Estimation of the percent occupancy of a species at a set of sites (plots) is complicated by probability of detection < 1. To estimate the percent occupancy, a set of sites (plots) are surveyed for t occasions to determine if a plot is occupied by the species of interest. This model has real parameters of the detection probability [p(i)] for each i =1, ..., t occasions, and the proportion of the plots occupied (psi). The model is most easily understood with an example for t = 2 occasions. The cell probabilities for each of the 4 possible encounter histories are:
10 psi*p(1)*[1 - p(2)]
01 psi*[1 - p(1)]*p(2)
00 psi*[1 - p(1)]*[1 - p(2)] + (1 - psi)
Thus, as shown for the "00" encounter history, a site may contain the species but not be detected with probability [1 - p(1)]*[1 - p(2)], or the site may not be occupied with probability 1 - psi. Note that sites must be resurveyed even after a positive detection in made in order to estimate the probability of detection. Otherwise, the probability of detection and the occupancy rate are confounded.
This model is particularly useful with individual covariates, because the probability of occupancy (psi) can likely be explained by site-specific covariates. However, site-specific covariates may also be useful for modeling the detection probability.
Missing observations are allowed in this model, specifed by a period (.).. For example, suppose for t = 4 occasions, that the survey on occasion 3 was not conducted because of a truck breakdown. Then the encounter history 10.1 would mean that the species was detected on occasions 1 and 4, not detected on occasion 2, and was not surveyed for on occasion 3.
Details of the formulation of this model and some simulation results are published by MacKenzie et al. (2002). MacKenzie et al. (2003) have also extended the model to a robust design occupancy model.
The Pledger mixture model has been added to MARK, and this model is available with the Change Data Type option under the PIM menu choice.
The Royle and Nichols (2003) model is also available with the Change Data Type option under the PIM menu choice. Two flavors of this model are provided: Poisson and negative binomial.
The Royle (2004) Poisson and Negative Binomal models are also available, but are not compatible with the other occupancy models because the encounter histories are entered as the count of animals observed on each occasion.

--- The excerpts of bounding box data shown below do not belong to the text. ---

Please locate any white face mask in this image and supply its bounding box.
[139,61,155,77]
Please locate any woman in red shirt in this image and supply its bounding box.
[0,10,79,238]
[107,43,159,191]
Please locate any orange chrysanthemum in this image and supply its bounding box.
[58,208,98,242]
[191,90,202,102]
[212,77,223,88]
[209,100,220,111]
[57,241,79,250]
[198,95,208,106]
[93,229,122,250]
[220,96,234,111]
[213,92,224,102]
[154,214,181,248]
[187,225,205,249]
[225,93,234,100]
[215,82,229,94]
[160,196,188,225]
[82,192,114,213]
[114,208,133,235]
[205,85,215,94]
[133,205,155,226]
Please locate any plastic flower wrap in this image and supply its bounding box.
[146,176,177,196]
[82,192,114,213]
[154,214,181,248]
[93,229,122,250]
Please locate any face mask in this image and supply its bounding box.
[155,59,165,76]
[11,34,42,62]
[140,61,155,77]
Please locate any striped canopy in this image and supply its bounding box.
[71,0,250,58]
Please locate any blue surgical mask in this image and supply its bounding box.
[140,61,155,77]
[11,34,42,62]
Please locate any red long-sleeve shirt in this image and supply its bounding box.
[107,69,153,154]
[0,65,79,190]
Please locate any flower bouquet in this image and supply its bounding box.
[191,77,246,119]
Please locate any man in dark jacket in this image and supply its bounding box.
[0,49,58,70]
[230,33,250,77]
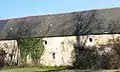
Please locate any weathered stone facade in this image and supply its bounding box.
[0,34,120,66]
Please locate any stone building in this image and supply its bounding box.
[0,34,120,66]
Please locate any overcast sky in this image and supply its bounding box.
[0,0,120,19]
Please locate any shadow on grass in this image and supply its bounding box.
[34,69,105,72]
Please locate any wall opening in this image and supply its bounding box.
[44,40,47,44]
[89,38,93,42]
[52,53,55,59]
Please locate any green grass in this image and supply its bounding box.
[3,67,120,72]
[3,67,65,72]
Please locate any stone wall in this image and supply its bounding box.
[0,34,120,66]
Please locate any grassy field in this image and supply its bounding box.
[3,68,120,72]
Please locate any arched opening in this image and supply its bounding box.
[52,53,55,59]
[44,40,47,44]
[89,38,93,42]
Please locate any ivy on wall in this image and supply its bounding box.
[17,38,44,65]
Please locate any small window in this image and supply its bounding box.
[44,40,47,44]
[89,38,93,42]
[52,53,55,59]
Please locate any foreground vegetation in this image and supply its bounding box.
[3,68,120,72]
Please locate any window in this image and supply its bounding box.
[89,38,93,42]
[52,53,55,59]
[44,40,47,44]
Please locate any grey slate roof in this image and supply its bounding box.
[0,7,120,39]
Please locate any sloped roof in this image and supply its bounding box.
[0,7,120,39]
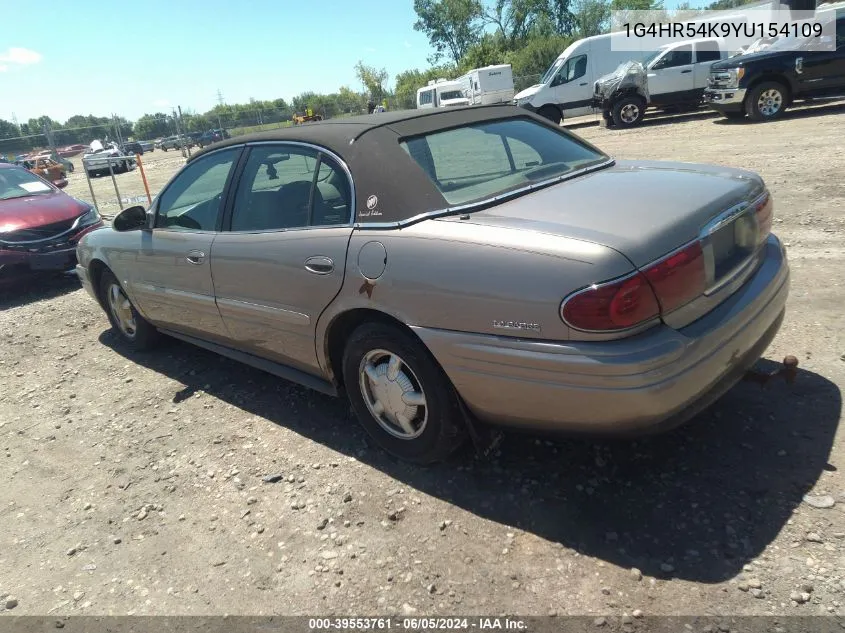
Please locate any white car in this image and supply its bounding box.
[82,141,136,176]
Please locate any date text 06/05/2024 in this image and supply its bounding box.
[308,617,527,631]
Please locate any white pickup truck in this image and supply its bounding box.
[593,39,729,127]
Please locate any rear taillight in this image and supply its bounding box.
[561,273,660,332]
[643,242,707,314]
[561,242,706,332]
[754,192,775,244]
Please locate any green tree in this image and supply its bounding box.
[355,61,388,102]
[414,0,483,64]
[508,35,573,77]
[572,0,610,37]
[482,0,549,48]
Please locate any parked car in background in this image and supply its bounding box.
[593,38,728,127]
[0,163,103,284]
[82,143,137,176]
[161,136,195,152]
[77,105,789,462]
[29,156,67,182]
[59,144,88,158]
[197,128,231,147]
[704,16,845,121]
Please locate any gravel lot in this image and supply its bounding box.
[0,103,845,617]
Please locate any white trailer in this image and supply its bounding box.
[458,64,514,105]
[417,79,469,108]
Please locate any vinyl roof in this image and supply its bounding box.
[191,104,527,160]
[183,104,601,227]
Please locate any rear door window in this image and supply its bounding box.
[401,119,607,204]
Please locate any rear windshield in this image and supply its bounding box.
[401,119,607,205]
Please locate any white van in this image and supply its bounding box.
[514,33,648,123]
[417,79,469,108]
[456,64,514,105]
[514,13,746,123]
[593,39,729,127]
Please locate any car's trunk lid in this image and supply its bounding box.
[450,161,766,326]
[453,161,764,267]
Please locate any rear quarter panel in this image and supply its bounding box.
[316,220,633,362]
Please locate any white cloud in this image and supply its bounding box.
[0,47,41,69]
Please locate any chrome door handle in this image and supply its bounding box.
[185,251,205,265]
[305,255,334,275]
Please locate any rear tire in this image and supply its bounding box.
[537,105,563,125]
[745,81,788,121]
[99,270,161,352]
[342,323,467,464]
[610,96,646,127]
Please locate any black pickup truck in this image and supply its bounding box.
[704,15,845,121]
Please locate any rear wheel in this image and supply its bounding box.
[610,96,645,127]
[343,323,466,464]
[100,270,161,351]
[745,81,788,121]
[537,105,562,125]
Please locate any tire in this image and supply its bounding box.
[610,96,646,127]
[745,81,789,121]
[99,270,161,352]
[537,105,563,125]
[342,323,467,464]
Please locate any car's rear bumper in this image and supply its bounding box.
[0,246,76,284]
[414,236,789,434]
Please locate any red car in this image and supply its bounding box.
[0,163,103,285]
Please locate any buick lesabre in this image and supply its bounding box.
[78,105,789,462]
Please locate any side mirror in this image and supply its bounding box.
[112,205,147,232]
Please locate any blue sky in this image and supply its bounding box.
[0,0,431,121]
[0,0,700,121]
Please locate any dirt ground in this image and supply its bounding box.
[0,103,845,624]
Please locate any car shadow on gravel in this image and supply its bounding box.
[0,272,82,311]
[715,99,845,125]
[100,331,842,583]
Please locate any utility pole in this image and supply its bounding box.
[44,121,59,157]
[112,113,123,147]
[217,88,224,130]
[176,106,191,158]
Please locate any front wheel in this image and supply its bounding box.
[100,270,161,352]
[610,97,645,127]
[343,323,466,464]
[745,81,787,121]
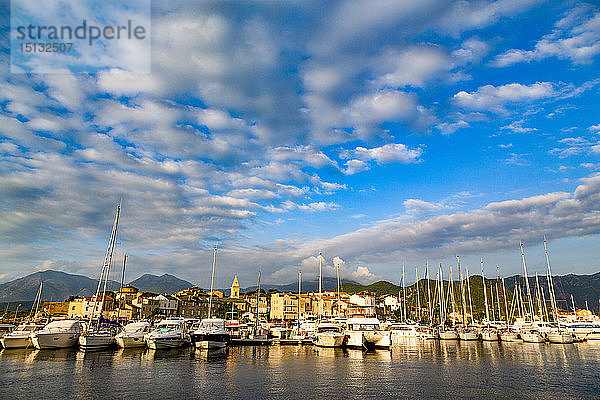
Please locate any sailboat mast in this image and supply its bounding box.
[480,257,490,325]
[544,235,560,328]
[319,252,323,318]
[465,267,475,324]
[425,262,433,324]
[520,241,533,322]
[88,201,122,326]
[456,256,468,327]
[208,246,217,318]
[117,253,127,322]
[415,267,421,321]
[402,263,408,321]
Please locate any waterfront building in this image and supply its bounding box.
[229,275,240,299]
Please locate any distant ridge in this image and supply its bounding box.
[129,274,194,294]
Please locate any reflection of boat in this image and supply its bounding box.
[500,329,521,342]
[344,317,392,348]
[116,322,151,348]
[31,319,84,349]
[146,319,190,350]
[0,323,44,349]
[546,329,573,344]
[191,318,230,349]
[438,328,459,340]
[314,322,345,347]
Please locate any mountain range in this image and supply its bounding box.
[0,270,600,311]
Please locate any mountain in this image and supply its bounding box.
[0,270,118,302]
[241,277,360,293]
[129,274,194,293]
[0,270,193,303]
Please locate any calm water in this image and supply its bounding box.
[0,341,600,400]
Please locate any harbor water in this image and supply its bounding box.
[0,340,600,400]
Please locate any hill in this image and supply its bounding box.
[129,274,194,294]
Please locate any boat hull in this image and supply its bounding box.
[521,332,546,343]
[500,332,521,342]
[115,336,146,349]
[146,338,188,350]
[31,332,79,349]
[0,335,32,349]
[438,331,459,340]
[314,333,346,347]
[79,334,116,350]
[547,332,573,344]
[458,331,479,341]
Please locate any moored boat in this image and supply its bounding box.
[31,319,85,349]
[115,322,151,348]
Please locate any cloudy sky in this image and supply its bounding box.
[0,0,600,286]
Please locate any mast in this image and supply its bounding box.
[544,235,560,324]
[254,267,260,335]
[208,245,217,319]
[28,280,44,320]
[425,262,433,324]
[117,253,127,322]
[502,278,508,328]
[415,267,421,322]
[88,201,123,327]
[535,271,544,321]
[319,252,323,319]
[480,257,490,326]
[520,241,534,322]
[450,264,456,325]
[335,261,341,317]
[298,271,302,320]
[402,263,408,322]
[465,267,475,324]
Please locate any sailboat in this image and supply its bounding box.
[544,236,574,344]
[314,253,346,347]
[191,246,231,349]
[456,256,479,341]
[481,257,498,342]
[438,265,459,340]
[0,282,44,349]
[79,203,121,350]
[520,241,546,343]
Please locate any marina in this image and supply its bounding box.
[0,339,600,399]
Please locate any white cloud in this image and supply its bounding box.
[453,82,557,111]
[492,6,600,67]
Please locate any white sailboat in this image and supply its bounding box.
[0,282,44,349]
[115,322,152,348]
[79,203,121,350]
[313,253,345,347]
[191,246,231,349]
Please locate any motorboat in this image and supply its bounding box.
[519,329,546,343]
[500,329,521,342]
[387,322,419,343]
[314,322,346,347]
[0,322,44,349]
[145,319,190,350]
[438,327,459,340]
[191,318,231,349]
[79,328,117,350]
[115,322,152,348]
[546,329,574,344]
[344,317,392,349]
[31,319,85,349]
[458,327,479,341]
[480,327,499,342]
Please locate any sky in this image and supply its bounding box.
[0,0,600,287]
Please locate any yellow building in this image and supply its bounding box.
[229,275,240,299]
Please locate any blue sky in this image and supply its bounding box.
[0,0,600,286]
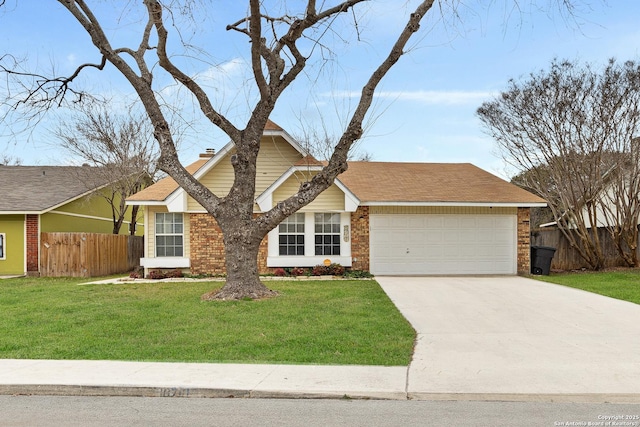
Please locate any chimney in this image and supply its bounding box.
[200,148,216,159]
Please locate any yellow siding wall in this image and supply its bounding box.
[369,206,518,215]
[145,206,191,258]
[273,174,344,212]
[187,136,302,212]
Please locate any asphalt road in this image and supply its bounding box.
[0,396,640,427]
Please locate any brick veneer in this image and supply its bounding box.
[189,214,270,274]
[351,206,369,271]
[517,208,531,274]
[25,214,40,276]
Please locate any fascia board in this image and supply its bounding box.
[361,201,547,208]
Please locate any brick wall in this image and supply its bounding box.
[189,214,269,274]
[25,215,40,276]
[351,206,369,271]
[517,208,531,274]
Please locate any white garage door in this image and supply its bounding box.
[370,215,517,275]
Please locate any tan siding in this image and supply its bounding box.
[369,206,518,215]
[187,136,302,212]
[273,174,344,212]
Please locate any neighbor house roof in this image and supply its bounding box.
[339,162,546,205]
[0,166,116,213]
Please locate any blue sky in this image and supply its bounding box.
[0,0,640,177]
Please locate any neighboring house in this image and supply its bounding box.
[0,166,143,276]
[127,122,546,275]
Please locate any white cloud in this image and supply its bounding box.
[323,90,496,105]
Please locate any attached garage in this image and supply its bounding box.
[370,208,517,275]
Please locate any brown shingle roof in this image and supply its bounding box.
[127,158,209,202]
[0,166,110,213]
[264,120,284,131]
[338,162,544,204]
[127,159,545,204]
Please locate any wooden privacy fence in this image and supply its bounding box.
[531,228,626,270]
[40,233,144,277]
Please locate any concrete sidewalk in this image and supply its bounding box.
[0,359,407,400]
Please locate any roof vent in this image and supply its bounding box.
[200,148,216,158]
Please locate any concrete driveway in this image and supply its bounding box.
[376,276,640,402]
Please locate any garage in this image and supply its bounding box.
[370,214,517,275]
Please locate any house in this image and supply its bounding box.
[0,166,143,276]
[127,122,546,275]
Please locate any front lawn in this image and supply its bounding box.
[0,278,415,366]
[533,269,640,304]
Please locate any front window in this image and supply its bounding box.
[156,213,184,257]
[278,213,304,255]
[315,213,340,255]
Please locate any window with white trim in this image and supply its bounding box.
[314,213,340,255]
[156,212,184,257]
[278,213,304,255]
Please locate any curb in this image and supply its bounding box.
[5,384,640,404]
[0,384,407,400]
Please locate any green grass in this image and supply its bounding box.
[0,278,415,366]
[533,270,640,304]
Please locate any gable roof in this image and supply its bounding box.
[127,120,546,206]
[340,162,546,206]
[127,159,546,206]
[0,166,117,213]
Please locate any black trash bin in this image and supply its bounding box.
[531,246,556,276]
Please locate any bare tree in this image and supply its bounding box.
[0,0,584,299]
[53,103,160,235]
[0,153,22,166]
[478,60,640,269]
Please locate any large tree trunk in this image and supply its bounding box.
[202,217,278,301]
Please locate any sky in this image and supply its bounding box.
[0,0,640,179]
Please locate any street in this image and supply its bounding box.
[0,396,640,427]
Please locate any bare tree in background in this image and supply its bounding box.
[0,154,22,166]
[53,103,160,235]
[0,0,592,299]
[478,60,640,269]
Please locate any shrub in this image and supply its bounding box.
[149,269,184,280]
[149,270,167,280]
[291,267,307,276]
[328,263,344,276]
[311,265,330,276]
[344,270,373,279]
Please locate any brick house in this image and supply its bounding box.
[127,122,546,275]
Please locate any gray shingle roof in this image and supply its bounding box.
[0,166,114,213]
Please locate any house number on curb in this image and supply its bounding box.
[160,388,190,397]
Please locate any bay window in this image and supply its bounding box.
[156,212,184,257]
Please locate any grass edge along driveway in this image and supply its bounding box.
[0,278,415,366]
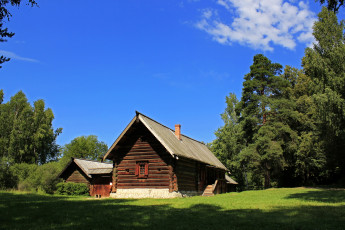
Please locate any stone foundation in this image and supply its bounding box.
[110,188,200,199]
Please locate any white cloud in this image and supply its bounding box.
[0,50,39,62]
[195,0,316,50]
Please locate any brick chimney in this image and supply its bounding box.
[175,125,181,140]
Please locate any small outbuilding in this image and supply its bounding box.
[59,157,113,197]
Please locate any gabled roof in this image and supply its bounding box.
[104,112,228,171]
[225,174,238,184]
[59,157,113,178]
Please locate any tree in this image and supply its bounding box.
[316,0,344,13]
[0,0,37,68]
[209,93,245,188]
[302,7,345,182]
[236,54,297,188]
[0,91,62,165]
[60,135,108,165]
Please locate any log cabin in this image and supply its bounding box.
[58,157,113,198]
[103,112,236,198]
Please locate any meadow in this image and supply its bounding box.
[0,188,345,230]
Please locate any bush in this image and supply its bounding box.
[0,162,17,189]
[10,162,61,194]
[56,182,89,196]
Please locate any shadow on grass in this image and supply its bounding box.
[0,193,345,230]
[287,189,345,203]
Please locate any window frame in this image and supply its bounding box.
[135,161,149,179]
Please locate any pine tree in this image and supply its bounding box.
[302,7,345,179]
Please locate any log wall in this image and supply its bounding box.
[175,158,198,191]
[114,129,171,189]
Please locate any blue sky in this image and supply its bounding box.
[0,0,330,146]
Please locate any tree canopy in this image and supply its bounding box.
[0,90,62,164]
[60,135,108,165]
[210,6,345,188]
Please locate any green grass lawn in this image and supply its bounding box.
[0,188,345,230]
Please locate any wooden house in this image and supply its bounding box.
[104,112,236,198]
[59,158,113,197]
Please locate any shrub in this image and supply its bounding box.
[10,162,60,194]
[56,182,89,196]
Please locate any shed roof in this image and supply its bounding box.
[60,157,113,178]
[104,112,228,171]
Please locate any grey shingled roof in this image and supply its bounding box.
[73,158,113,178]
[225,174,238,184]
[104,112,228,171]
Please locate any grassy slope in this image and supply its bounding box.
[0,188,345,230]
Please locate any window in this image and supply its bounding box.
[135,161,149,178]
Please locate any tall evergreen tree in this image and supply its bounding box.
[237,54,292,187]
[302,7,345,179]
[210,93,245,185]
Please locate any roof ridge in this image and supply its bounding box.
[135,111,207,146]
[73,157,112,165]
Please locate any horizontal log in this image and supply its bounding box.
[117,174,170,180]
[118,178,169,183]
[117,183,169,188]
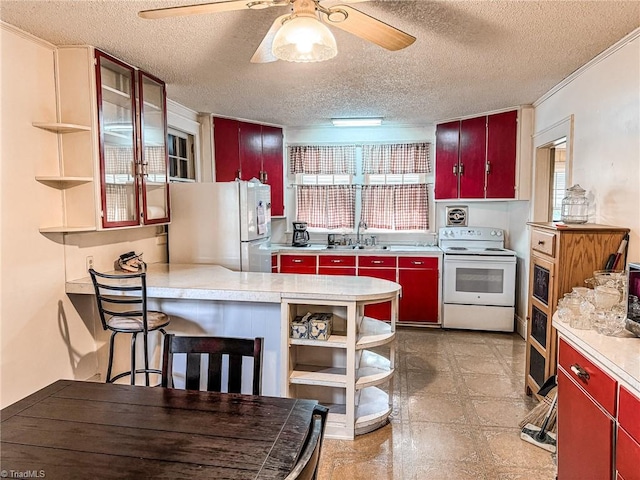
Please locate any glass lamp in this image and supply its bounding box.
[271,14,338,62]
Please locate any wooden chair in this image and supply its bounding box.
[161,334,264,395]
[89,268,171,386]
[285,405,329,480]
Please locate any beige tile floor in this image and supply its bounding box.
[318,328,555,480]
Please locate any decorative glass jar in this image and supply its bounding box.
[560,184,589,223]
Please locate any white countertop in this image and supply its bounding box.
[271,243,442,256]
[66,263,401,303]
[553,314,640,392]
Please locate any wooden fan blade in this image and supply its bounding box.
[324,5,416,51]
[251,15,290,63]
[138,0,260,20]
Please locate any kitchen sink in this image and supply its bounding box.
[327,245,389,250]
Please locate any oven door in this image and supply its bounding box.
[443,255,516,307]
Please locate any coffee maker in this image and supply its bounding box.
[291,222,309,247]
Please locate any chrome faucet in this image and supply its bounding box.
[356,220,368,245]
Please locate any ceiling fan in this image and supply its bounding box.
[138,0,416,63]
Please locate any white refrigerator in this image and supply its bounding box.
[169,180,271,272]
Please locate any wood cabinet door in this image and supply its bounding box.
[558,368,614,480]
[262,125,284,217]
[138,71,171,225]
[458,117,487,198]
[398,268,439,323]
[486,110,518,198]
[213,117,241,182]
[238,122,262,180]
[95,50,142,228]
[435,120,460,200]
[280,255,317,275]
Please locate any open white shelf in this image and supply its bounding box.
[289,333,347,348]
[289,365,347,387]
[38,225,97,233]
[36,175,93,189]
[356,350,394,390]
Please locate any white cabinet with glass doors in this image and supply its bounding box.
[34,47,169,232]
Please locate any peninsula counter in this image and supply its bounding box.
[66,264,401,438]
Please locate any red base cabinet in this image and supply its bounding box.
[398,257,440,323]
[616,387,640,480]
[558,340,617,480]
[213,117,284,217]
[434,110,526,200]
[280,255,316,275]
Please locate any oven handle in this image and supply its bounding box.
[444,254,516,264]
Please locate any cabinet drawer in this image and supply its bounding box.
[280,255,316,268]
[618,387,640,442]
[558,339,617,417]
[616,427,640,480]
[358,255,397,268]
[398,257,438,269]
[318,255,356,267]
[531,230,556,257]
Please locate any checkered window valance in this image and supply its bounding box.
[362,142,431,174]
[361,185,429,231]
[289,145,356,175]
[289,142,432,231]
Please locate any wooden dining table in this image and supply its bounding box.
[0,380,317,480]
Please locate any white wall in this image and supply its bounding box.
[0,25,96,407]
[535,29,640,261]
[0,24,172,407]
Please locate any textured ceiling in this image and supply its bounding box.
[0,0,640,126]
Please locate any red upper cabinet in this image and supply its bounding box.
[435,120,460,199]
[262,125,284,216]
[239,122,262,180]
[213,118,241,182]
[458,117,487,198]
[486,111,518,198]
[398,257,440,323]
[435,107,533,200]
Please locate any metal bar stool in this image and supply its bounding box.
[89,269,171,386]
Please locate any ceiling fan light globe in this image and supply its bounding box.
[271,16,338,62]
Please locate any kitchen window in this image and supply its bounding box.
[289,143,431,232]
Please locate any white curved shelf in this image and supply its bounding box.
[38,225,98,233]
[31,122,91,133]
[36,176,93,189]
[356,350,394,390]
[355,387,391,435]
[356,317,396,350]
[289,334,347,348]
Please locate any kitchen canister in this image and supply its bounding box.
[289,313,311,339]
[560,183,589,223]
[309,313,333,340]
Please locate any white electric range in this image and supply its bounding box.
[438,226,516,332]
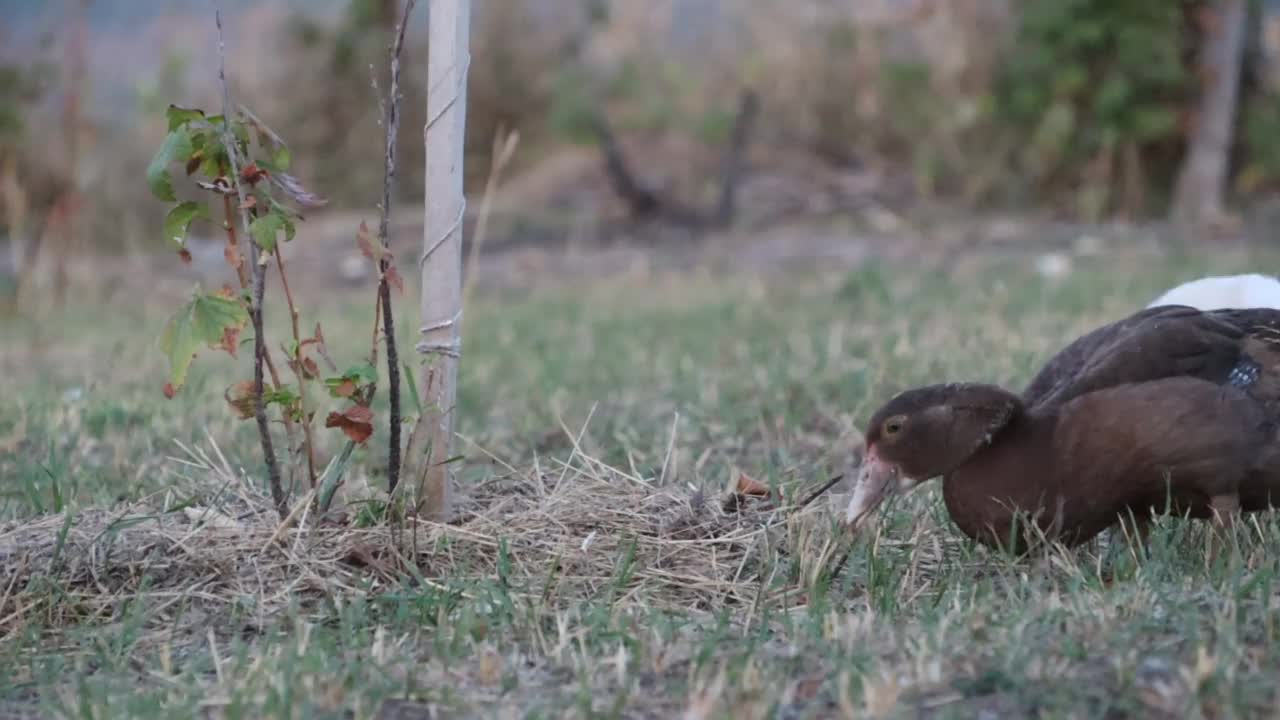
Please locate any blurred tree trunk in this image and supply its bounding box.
[1172,0,1248,227]
[404,0,471,521]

Lastly, the multiple-state occupancy model of Nichols et al. (2007) is implemented, also available with the Change Data Type option under the PIM menu choice. Although this model includes both "1" and "2" values to identify states of occupancy, the other occupancy models treat the "2" state as if it were a "1", so the user is not required to reformat their data to run any of these models
Two additional occupancy data types are available, but not compatible with the above occupancy estimators. The multi-scale occupancy estimator is implemented in MARK (Nichols et al. 2008). To use this data type, select it from the list that comes up when the occupancy button is clicked on the list of data types. Likewise, the 2-species occupancy data type is available in 2 different parameterizations. Select these data types from the full list on the initial values for a new analysis.